Solana Price Surges 22%; SOL Sets Sights On $250 Next Week

Solana’s (SOL) recent price action has captivated the market as the cryptocurrency saw a 22% weekly surge, climbing from support levels around $163.99 to a high near $205 in just a few days. Currently hovering around $198.60, the token shows no signs of slowing down as it inches closer to its resistance at $209.90.

With an RSI reading of 70.35, the altcoin sits firmly in bullish territory, suggesting sustained upward momentum while presenting a cautionary warning of overbought conditions. However, the question remains: Will SOL break through the $209.90 resistance level, setting the stage for a run toward $250?

SOL’s Bullish Momentum Builds Toward $250

In addition to the optimistic price movement, the cryptocurrency’s trading volume has spiked to $5.71 billion over the past 24 hours, reflecting strong market interest. Moreover, the upward trend aligns with SOL’s historical bullish trendline and recent ChoCH (Change of Character) patterns, indicating a possible continuation of the rally. Technical indicators also highlight strong support at the 0.618 Fibonacci level of $163.99, which has bolstered recent price rebounds.

Should this momentum persist, the token could easily reach the $250 mark, which aligns with the Fibonacci 1.272 extension at $250.23. With SOL’s market cap now at $93.68 billion, all eyes are on whether this powerhouse asset can achieve the bullish target of $250 and edge closer to its all-time high of $260.06. However, whether the cryptocurrency can overcome the critical resistance levels required to reclaim its historic highs is yet to be seen, making the subsequent few trading sessions crucial for its trajectory.

SOL’s Bullish Trajectory Backed by On-Chain Metrics

The recent on-chain data, backed by detailed metrics, paints an even stronger picture of Solana’s bullish trajectory.
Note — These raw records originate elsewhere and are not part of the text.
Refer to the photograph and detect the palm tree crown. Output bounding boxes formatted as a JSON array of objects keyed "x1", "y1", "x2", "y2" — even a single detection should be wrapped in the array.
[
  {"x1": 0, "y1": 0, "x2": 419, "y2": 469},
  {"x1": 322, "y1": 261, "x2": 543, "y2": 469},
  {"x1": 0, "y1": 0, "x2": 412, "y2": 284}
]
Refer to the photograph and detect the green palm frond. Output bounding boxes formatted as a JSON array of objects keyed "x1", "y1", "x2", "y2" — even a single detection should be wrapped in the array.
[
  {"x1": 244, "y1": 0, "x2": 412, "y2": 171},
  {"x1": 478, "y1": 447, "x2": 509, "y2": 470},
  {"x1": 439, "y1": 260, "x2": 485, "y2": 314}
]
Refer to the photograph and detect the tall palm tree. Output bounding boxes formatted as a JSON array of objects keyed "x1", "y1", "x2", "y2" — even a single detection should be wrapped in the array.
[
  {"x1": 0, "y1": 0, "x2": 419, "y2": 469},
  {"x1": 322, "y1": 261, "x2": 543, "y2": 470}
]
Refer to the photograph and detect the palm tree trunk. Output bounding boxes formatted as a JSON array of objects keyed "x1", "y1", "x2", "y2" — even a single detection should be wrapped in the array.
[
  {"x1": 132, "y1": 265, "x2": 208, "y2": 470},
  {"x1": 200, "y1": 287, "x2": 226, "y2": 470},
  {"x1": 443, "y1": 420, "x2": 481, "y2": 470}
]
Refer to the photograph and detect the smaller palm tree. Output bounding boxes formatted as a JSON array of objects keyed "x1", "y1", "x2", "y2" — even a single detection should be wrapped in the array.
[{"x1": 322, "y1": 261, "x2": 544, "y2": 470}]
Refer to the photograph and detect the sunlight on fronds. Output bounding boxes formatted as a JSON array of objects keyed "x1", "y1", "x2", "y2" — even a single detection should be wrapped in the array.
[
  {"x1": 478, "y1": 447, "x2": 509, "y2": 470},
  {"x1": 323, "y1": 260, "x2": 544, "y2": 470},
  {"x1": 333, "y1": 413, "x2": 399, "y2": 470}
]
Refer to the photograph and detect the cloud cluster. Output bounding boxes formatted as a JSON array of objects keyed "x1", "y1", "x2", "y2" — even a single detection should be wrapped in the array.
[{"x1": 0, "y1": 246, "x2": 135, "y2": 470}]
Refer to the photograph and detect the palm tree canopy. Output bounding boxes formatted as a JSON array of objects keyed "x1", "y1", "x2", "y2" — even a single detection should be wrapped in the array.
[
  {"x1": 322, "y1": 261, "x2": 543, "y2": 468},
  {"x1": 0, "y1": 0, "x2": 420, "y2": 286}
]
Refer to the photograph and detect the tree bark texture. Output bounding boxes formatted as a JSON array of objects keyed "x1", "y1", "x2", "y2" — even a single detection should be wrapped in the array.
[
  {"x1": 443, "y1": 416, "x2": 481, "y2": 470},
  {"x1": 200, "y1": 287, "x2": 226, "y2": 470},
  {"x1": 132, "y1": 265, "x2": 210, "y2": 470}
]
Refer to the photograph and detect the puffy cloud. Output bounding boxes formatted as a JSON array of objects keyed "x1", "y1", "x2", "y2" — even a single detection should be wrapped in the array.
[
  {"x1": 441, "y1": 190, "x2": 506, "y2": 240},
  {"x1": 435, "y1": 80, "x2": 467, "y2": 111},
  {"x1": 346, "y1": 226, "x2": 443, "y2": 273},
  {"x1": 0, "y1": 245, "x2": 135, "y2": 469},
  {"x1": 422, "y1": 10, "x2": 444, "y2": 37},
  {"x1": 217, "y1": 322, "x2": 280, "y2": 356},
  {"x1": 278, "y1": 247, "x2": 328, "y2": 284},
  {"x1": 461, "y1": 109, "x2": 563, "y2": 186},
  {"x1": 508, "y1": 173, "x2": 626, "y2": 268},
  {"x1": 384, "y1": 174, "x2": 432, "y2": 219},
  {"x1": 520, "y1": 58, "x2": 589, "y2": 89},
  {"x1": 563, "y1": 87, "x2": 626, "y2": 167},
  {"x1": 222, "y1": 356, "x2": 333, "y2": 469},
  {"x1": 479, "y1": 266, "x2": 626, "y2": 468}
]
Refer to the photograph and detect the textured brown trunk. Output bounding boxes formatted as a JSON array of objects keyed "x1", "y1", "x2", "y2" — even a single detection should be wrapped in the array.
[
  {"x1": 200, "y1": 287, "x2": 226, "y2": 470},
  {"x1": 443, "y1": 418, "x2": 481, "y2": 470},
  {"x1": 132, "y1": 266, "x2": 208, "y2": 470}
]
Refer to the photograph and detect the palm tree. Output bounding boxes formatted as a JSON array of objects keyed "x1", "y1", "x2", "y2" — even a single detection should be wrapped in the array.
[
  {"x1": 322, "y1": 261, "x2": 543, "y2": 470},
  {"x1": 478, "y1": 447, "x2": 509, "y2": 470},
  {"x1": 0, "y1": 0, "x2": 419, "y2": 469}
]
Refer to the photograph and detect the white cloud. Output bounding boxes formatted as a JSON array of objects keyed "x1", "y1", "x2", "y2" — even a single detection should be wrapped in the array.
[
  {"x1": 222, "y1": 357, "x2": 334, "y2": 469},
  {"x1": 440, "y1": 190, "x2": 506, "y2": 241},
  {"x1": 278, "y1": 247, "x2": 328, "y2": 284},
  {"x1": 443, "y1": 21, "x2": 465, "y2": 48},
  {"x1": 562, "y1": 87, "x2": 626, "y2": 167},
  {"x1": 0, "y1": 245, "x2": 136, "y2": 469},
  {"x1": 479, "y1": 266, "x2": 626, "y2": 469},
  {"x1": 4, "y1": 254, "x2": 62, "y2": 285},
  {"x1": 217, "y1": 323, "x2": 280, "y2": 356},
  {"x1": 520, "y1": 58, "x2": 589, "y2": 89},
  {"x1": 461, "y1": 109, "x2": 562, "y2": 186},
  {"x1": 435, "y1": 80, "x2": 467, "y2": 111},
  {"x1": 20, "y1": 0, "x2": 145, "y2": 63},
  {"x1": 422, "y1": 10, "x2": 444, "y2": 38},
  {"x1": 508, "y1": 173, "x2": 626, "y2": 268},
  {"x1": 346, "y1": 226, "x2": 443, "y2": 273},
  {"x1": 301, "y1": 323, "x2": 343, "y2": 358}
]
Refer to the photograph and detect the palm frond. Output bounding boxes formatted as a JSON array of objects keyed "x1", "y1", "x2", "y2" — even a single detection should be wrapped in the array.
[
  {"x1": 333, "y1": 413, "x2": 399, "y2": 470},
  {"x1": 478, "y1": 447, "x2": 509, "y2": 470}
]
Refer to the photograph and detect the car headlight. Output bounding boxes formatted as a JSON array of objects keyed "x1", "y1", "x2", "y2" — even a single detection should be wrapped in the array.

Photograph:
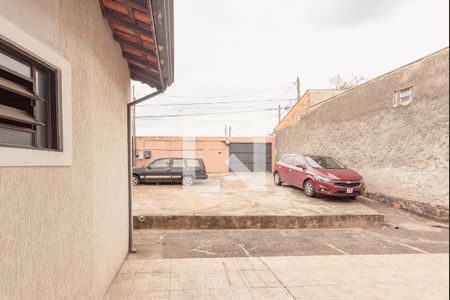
[{"x1": 314, "y1": 175, "x2": 333, "y2": 183}]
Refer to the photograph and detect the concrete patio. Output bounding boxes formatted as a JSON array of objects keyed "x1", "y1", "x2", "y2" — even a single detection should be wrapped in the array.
[
  {"x1": 133, "y1": 173, "x2": 383, "y2": 229},
  {"x1": 105, "y1": 254, "x2": 449, "y2": 300}
]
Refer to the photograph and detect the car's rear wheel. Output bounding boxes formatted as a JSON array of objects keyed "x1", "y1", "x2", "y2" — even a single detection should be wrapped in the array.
[
  {"x1": 303, "y1": 180, "x2": 316, "y2": 198},
  {"x1": 181, "y1": 176, "x2": 194, "y2": 186},
  {"x1": 273, "y1": 172, "x2": 283, "y2": 186},
  {"x1": 131, "y1": 175, "x2": 141, "y2": 186}
]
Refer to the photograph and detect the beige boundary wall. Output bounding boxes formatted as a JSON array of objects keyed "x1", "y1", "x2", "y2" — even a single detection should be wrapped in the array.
[
  {"x1": 0, "y1": 0, "x2": 131, "y2": 300},
  {"x1": 276, "y1": 48, "x2": 449, "y2": 220},
  {"x1": 136, "y1": 136, "x2": 276, "y2": 173}
]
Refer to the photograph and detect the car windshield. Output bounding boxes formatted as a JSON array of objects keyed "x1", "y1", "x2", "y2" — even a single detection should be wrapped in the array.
[{"x1": 305, "y1": 156, "x2": 345, "y2": 170}]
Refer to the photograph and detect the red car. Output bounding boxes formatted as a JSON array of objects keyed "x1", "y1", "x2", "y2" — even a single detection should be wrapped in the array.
[{"x1": 274, "y1": 154, "x2": 365, "y2": 198}]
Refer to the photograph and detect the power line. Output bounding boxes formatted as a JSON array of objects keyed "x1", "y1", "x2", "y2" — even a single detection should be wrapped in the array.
[
  {"x1": 138, "y1": 98, "x2": 295, "y2": 107},
  {"x1": 156, "y1": 83, "x2": 292, "y2": 99},
  {"x1": 136, "y1": 108, "x2": 278, "y2": 120}
]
According to the CoinGlass data, the OI-Weighted Funding Rates have consistently been positive, currently at 0.0105%. This positive funding rate signals a robust demand for long positions on SOL, suggesting that traders are willing to pay a premium to maintain their bullish bets, further reinforcing confidence in the token’s upward potential.

SOL OI-Weighted Funding Rate (Source: CoinGlass)

Additionally, the Total Liquidations Chart indicates a tilt towards short liquidations. On November 8, at a SOL price of $198.13, approximately $9.1 million in short positions were liquidated across major exchanges like Binance ($3.45 million), OKX ($3.45 million), and Bybit ($1.62 million).

SOL Total Liquidations Chart (Source: CoinGlass)

In comparison, only $6.04 million in long positions were liquidated, with most exchanges seeing a net positive for long interest. The dominance of short liquidations over longs highlights an active short squeeze, where short sellers were forced to cover their positions, adding buying pressure to SOL’s price surge.

SOL Weekly Price Outlook: Bullish Targets and Support Levels

With Solana’s current momentum, a test of the $250 level by next week seems within reach. However, for this scenario to unfold, several factors need to align. First, the cryptocurrency must keep its bullish drive intact and break through the crucial resistance at $209.90. Clearing this level would confirm an ongoing uptrend, possibly igniting a fresh wave of buying interest.

If the SOL token manages to push past $209.90, the path to $250 opens up, aligning with the 1.272 Fibonacci extension—a key target that could drive excitement among traders. A clean break above $250 might even fuel additional buying, inching SOL closer to its all-time high of $260.06, a psychological and technical milestone.

SOL/USD 1-Day Chart (Source: TradingView)

Yet, for this push to succeed, sustained buying pressure is essential; a trading volume spike above $6 billion would provide the critical support for a move of this magnitude, boosting confidence across the market. On the other hand, should SOL face resistance and fail to break $209.90, a pullback could be on the horizon.

In this case, the 0.786 Fibonacci level at $182.79 emerges as the first major support, a point that has reliably supported price action in the past. A breach here could lead to a test of $163.99 (0.618 Fibonacci retracement), likely acting as a consolidation area. But if selling intensifies, the altcoin could slip further to $151.95 (0.5 Fibonacci retracement), shifting the outlook from bullish to neutral.